A cloak, or poncho, and a pouch to be hung from the belt, equally rich in design and color with the tunic, completed the apparel for the body. A pair of sandals, or buskins, with broad straps highly ornate, and provided with protecting toe-pieces and side-pieces, were beside the chair. These laced half-way up to the knees. The costume was picturesque, thoroughly graceful and masculine, and revealed his strength of arm and symmetry of leg; but as he glanced downward his eyes rested upon his bare knees and half-bare calves.

"Oh, the fighting saint!" he exclaimed, in dismay. "My knees! Stark, gleaming, barefaced, preëminent knees! Gods! I'm all knees! O, San Miguel, clap thine eyes upon them! Didst ever see so many knees, and knees so braggart in their nakedness? Name of a fiend!"

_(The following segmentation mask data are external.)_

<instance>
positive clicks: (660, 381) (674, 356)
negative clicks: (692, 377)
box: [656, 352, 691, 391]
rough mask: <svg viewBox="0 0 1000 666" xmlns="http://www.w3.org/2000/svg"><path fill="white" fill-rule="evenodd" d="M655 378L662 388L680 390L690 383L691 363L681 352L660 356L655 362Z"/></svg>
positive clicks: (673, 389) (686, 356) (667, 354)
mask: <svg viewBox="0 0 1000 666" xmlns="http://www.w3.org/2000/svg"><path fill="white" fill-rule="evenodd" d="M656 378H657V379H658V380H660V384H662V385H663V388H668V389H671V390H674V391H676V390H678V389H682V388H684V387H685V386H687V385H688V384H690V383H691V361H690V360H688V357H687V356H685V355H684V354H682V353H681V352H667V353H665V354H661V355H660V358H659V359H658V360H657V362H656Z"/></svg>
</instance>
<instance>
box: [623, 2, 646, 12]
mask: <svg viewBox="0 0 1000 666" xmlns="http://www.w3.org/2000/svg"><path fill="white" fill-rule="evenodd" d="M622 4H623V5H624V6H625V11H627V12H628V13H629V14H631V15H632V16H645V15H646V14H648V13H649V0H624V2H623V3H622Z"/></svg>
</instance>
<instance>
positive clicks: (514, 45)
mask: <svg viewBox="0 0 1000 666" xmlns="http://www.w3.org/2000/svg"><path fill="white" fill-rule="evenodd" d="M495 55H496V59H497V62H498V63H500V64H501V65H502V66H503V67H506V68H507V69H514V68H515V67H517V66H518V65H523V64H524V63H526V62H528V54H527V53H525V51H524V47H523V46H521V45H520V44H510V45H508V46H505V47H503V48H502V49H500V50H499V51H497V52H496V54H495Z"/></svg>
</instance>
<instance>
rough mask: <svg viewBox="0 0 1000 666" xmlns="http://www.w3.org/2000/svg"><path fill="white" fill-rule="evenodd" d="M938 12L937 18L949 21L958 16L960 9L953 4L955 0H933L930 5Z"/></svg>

He tugged at the kilt to bring it lower, but vainly, and he sat down.

"A thousand curses!" he groaned, as he contemplated them. "Thrice more flagrant in repose!" He rose and moved about, watching them narrowly. "Flashing like the beacons of Tarragona when I walk! Ah, Blessed Mother, can I ever lug their effrontery into the gaze of women's eyes? Oh, would that I were Pedro! then this immodesty were reduced by half. Blood and Misery!"

He was standing helpless when Markumi entered with his breakfast. Cristoval eyed him closely, but the boy observed nothing unusual, merely announcing as he set to work to arrange the table that the man would come presently to trim his hair. His knees were bare too, of course, and Cristoval envied their brown. Bien! He would sun his own assiduously—and he sat down with a gradually returning feeling of composure.

By the time he had breakfasted the barber arrived. Cristoval hoped to be shaved; but learning that the Peruvians used only tweezers, gave it up, forced to be content with the closest possible trimming. Even this he would have forgone but for Rava, who disliked, and more than half feared, the Viracocha beard. An hour later, with head and face reduced to order, Cristoval strolled out in search of his hostess.

The court in the rear, as he had observed the night before, was open toward the lake and guarded on that side by a low parapet from which steps descended to a broad avenue through the trees, from terrace to terrace to the shore, a few hundred yards distant. In the middle of the patio was the usual fountain, and on each side a parterre, at one of which a venerable servant was at work on the budding plants. Before Cristoval could prevent, the old man prostrated himself; on being asked for the Palla, he rose painfully and led Cristoval to the steps, saying, "She walked toward the lake a moment ago, Viracocha, with two young friends. No doubt you will find her on the shore."